Apple vs. Windows: Computer owners just want to know what works best for them

Brian Allen

The debate between Apple and Microsoft can be heard on TV, on the Internet and amongst friends. Washburn does not endorse one over the other. Both systems are widely used across campus for various uses, but there are several factors for consumers to consider when choosing between the two..

Shawn Garman, a technology support tech for Information Systems and Services and Aaron Hall, a computer service tech for the College of Arts and Sciences explained the differences, advantages and disadvantages between Apple and Windows, and expressed their personal opinions.

One advantage to Windows is that it is everywhere, it is a long-established and well-supported system. Software of every imaginable type is available for it. Its large market share attracts more support and hardware options. Windows is taught in high schools and colleges so a lot of users are familiar with it.

“The wide variety of Windows support is a blessing and a curse,” said Hall. “You can buy specialty high end and inexpensive hardware. But the hardware, and software, is made by people different than who made the system. So there are more opportunities for glitches and errors.”

“Viruses are the greatest and most well known disadvantage to Windows,” said Garman.

Windows is a large and complex target so hackers are always going through their code. Proper maintenance of the system can prevent most problems.

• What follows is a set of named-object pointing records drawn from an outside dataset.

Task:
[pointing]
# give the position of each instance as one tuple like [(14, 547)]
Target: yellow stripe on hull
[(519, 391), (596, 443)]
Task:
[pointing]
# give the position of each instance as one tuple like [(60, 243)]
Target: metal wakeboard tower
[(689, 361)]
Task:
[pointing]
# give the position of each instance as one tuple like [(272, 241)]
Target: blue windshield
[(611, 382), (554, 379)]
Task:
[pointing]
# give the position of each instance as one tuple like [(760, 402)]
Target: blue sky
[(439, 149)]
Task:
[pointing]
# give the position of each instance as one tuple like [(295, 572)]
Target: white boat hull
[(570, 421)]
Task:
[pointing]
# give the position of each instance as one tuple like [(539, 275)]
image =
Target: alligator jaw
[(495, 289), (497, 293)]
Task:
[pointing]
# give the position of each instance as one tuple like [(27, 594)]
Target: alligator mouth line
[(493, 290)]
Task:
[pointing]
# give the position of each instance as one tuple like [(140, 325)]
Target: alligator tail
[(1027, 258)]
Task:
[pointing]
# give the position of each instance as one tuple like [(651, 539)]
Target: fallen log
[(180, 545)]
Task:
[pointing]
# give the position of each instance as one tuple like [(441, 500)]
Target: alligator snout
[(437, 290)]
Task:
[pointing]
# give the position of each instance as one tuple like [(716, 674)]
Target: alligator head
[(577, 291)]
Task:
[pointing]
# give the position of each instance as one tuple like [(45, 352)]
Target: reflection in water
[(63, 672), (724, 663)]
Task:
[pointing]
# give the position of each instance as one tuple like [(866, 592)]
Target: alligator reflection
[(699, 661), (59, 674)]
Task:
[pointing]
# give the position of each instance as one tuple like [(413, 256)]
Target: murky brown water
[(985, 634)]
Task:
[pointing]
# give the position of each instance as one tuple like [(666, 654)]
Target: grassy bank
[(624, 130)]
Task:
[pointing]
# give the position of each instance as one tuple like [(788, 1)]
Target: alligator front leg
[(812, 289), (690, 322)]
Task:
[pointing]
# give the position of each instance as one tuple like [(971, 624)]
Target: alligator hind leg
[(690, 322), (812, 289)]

The advantage of Mac is that they produce both the computer and proprietary software like Apple OS 10. But that means only one company is making your hardware and Apple only produces a limited number of models within a limited price range. “The software and hardware work very well together,” said Hall. “You don’t have driver glitches very often, you don’t have weird flakiness that is difficult to track down, or hardware issues because the same company that makes the hardware makes the software.”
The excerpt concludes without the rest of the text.